= Megatrajectory =

In evolutionary biology, megatrajectories are the major evolutionary milestones and directions in the evolution of life.

Posited by A. H. Knoll and Richard K. Bambach in their 2000 collaboration, "Directionality in the History of Life," Knoll and Bamback argue that, in consideration of the problem of progress in evolutionary history, a middle road that encompasses both contingent and convergent features of biological evolution may be attainable through the idea of the megatrajectory:

We believe that six broad megatrajectories capture the essence of vectoral change in the history of life. The megatrajectories for a logical sequence dictated by the necessity for complexity level N to exist before N+1 can evolve...In the view offered here, each megatrajectory adds new and qualitatively distinct dimensions to the way life utilizes ecospace.

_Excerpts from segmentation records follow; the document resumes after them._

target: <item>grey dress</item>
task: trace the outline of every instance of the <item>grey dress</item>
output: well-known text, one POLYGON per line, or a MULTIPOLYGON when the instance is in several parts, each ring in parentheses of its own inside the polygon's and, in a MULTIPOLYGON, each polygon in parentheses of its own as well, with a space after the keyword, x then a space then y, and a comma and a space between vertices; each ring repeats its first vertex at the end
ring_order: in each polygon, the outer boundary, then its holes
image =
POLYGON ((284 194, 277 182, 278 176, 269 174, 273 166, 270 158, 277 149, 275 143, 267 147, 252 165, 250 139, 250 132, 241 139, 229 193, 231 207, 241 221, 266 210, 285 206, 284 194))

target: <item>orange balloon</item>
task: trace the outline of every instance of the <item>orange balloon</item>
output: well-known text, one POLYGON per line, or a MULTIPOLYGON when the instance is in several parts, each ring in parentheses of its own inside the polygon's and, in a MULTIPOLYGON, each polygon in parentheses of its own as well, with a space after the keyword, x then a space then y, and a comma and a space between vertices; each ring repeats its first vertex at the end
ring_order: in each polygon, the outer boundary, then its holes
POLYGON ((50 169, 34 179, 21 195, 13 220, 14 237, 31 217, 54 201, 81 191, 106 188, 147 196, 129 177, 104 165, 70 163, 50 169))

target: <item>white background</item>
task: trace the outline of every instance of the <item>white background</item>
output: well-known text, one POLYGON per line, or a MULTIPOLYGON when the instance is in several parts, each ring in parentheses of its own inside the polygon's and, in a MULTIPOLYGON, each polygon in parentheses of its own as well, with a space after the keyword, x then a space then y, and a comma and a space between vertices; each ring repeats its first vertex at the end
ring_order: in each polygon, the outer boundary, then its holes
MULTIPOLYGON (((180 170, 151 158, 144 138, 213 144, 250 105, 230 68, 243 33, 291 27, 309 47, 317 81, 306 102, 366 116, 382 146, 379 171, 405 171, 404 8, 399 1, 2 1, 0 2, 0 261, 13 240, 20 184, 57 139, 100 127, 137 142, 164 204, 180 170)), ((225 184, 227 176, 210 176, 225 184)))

According to Knoll and Bambach, the six megatrajectories outlined by biological evolution thus far are:

1. the origin of life to the "Last Common Ancestor"
2. prokaryote diversification
3. unicellular eukaryote diversification
4. multicellular organisms
5. land organisms
6. appearance of intelligence and technology

Milan M. Ćirković and Robert Bradbury, have taken the megatrajectory concept one step further by theorizing that a seventh megatrajectory exists: postbiological evolution triggered by the emergence of artificial intelligence at least equivalent to the biologically-evolved one, as well as the invention of several key technologies of the similar level of complexity and environmental impact, such as molecular nanoassembling or stellar uplifting.